Wisconsin's Supreme Court denied the appeal and the friend of the court brief stated that the algorithm could be used. “They must take account of the algorithm’s limitations and the secrecy surrounding it, she wrote, but said the software could be helpful “in providing the sentencing court with as much information as possible in order to arrive at an individualized sentence.” The company involved said, “The key to our product is the algorithms, and they’re proprietary,” one of its executives said last year. “We’ve created them, and we don’t release them because it’s certainly a core piece of our business.”

Wisconsin’s Attorney General pointed out that “Loomis knew everything the court knew. Judges do not have access to the algorithm, either, he wrote.”

Algorithmic medical care is already here. The use of computers to assist in diagnostic activity has been with us for many years, for example, most EKG machines automatically print a series of diagnosis which is subsequently ‘over-read’ by the billing cardiologist. But, in general, those algorithms can be understood; this is not the case for algorithms based on machine learning where even the programmers do not know how the program is making decisions.

The developers involved in Google’s competition to beat the best in the world at the game GO (the computer won) have no idea how the computer did it. Similar artificial intelligence systems are being developed for analysis of imaging in mammography and examining the retina for diabetic retinopathy. While not yet clinically deployed, they will be. That is why the court's approach to the problem is important.

It seems that

  • The courts believe these programs are helpful in gathering “as much information as possible” and arriving at “individualized sentence.” Will similar medical systems be considered as useful in gathering information to inform a personalized medicine’s diagnosis or treatment? Will they become a standard of care?
  • That the courts allowed companies to maintain the propriety nature of their algorithms. Will they be free of liability when diagnosis and treatment are incorrect? After all, how can a reasonable person explain a decision cloaked in proprietary secrecy and not understood by its developers?
  • While patients will know everything, the doctor knows, at least regarding the diagnosis provided by algorithms, that liability will not be equally shared.

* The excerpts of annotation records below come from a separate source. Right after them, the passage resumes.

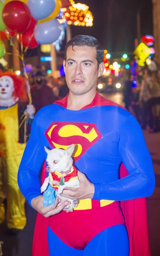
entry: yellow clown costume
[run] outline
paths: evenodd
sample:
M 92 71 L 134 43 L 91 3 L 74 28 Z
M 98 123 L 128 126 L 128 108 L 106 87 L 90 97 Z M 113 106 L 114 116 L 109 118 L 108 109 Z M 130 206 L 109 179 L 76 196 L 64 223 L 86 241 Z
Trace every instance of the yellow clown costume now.
M 18 87 L 25 86 L 23 81 L 23 78 L 12 73 L 0 73 L 0 224 L 5 219 L 3 202 L 6 196 L 7 226 L 17 231 L 23 230 L 26 222 L 25 199 L 17 185 L 17 174 L 31 126 L 30 118 L 29 121 L 24 119 L 26 102 L 24 99 L 22 102 L 20 93 L 20 93 Z M 26 97 L 24 93 L 22 96 Z M 30 116 L 33 118 L 34 108 L 31 106 L 33 110 Z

Algorithmic medicine does and can improve the uniformity, and therefore quality, of our work. But there is a conflict between privacy, security and the best care of patients. The New York Times, no surprise, wants the private sector out of the algorithms, arguing government can develop their and allow defense lawyers to evaluate them.

Because physicians are being told to incorporate electronic health records into their practices and are distracted by the rapidly changing methods of payment as we switch from fee for service to global fees, bundled care, etc. there is no ongoing discussion of algorithmic medicine - black box medicine, if you will. A concern that should be that these systems, glittering objects of cutting edge technology, will be foisted on physicians and patients by government with little real-world consideration.